Lupica has had the opportunity to watch the University evolve over the past 20 years when his children were attending BC, but he said the changes all started with the famous Doug Flutie Hail Mary. With that pass—and the catch by Gerard Phelan—BC became a news story all over the country, expanding its admissions and receiving more applicants.
“I always stop and rub the statue for luck because it’s never been a bad thing knowing Flutie,” he said.
The biggest change in his life and career was yet to come: When his son and his friends didn’t make their basketball team, Lupica started an intramural team for the kids who got cut. The team wasn’t good at first—almost to the point where Lupica wanted them to stop because he thought the experience was worse than the group not forming the team in the first place.
Then, they got better.
“It was one of the coolest things I’ve ever seen,” Lupica said. “If you’re in my world, you’re looking for great stories, and I knew I was watching one.
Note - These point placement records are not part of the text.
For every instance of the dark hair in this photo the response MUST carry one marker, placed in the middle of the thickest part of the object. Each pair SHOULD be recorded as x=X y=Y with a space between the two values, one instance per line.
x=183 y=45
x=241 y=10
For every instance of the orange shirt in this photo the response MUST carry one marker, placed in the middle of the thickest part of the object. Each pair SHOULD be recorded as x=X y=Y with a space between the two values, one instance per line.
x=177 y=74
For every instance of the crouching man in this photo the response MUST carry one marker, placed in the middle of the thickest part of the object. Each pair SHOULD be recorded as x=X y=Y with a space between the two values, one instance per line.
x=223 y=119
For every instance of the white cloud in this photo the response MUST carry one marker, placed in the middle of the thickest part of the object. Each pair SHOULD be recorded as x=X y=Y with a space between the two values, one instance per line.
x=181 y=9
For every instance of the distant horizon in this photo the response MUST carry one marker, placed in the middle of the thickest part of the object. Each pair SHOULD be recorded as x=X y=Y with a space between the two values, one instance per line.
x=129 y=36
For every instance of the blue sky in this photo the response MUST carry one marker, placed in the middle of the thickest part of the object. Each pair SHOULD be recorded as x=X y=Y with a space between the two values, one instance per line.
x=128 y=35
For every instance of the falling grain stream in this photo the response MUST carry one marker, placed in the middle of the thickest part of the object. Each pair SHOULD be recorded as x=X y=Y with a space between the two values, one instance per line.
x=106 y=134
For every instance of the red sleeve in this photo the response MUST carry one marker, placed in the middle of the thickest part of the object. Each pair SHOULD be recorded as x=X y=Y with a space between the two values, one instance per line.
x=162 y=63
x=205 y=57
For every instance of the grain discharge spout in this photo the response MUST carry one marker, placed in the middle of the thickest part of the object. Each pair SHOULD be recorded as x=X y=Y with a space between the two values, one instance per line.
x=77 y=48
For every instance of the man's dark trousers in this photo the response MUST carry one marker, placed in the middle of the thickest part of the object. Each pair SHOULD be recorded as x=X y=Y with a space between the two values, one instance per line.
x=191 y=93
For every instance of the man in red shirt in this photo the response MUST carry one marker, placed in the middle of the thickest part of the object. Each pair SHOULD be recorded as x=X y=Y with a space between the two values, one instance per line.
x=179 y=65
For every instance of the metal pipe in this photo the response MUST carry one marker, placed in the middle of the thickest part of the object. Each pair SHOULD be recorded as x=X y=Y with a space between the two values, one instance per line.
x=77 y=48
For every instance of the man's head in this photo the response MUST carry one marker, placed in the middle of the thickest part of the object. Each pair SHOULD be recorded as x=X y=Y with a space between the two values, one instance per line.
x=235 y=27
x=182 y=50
Everything that I hoped would happen, had happened—I can’t let go of this, I know I have seen something awesome.”
He decided to write a book, titled Travel Team, about his son’s intramural basketball team and how they made the transition from being awful to excellent through hard work and perseverance—he couldn’t pass up such a great story.
“The problem with a really good idea is that once it gets in your head you can’t get it out,” he said.
He started writing the book, and as he wrote, he would give the pages to his three boys to read. They loved every page they read and kept asking for more.
“That book did change my life,” he said. “I didn’t start the team to write a book—I started it to start a team.”
To Lupica, Travel Team was emblematic of his career—a humble beginning that blossomed into a tremendous success. That journey doesn’t happen without his time at BC, according to the author.
“My life started to change when I was writing for The Heights,” Lupica said. “Everything that has happened and everything that has framed me as a writer started at this school. I identify myself first and foremost as a Boston College man.”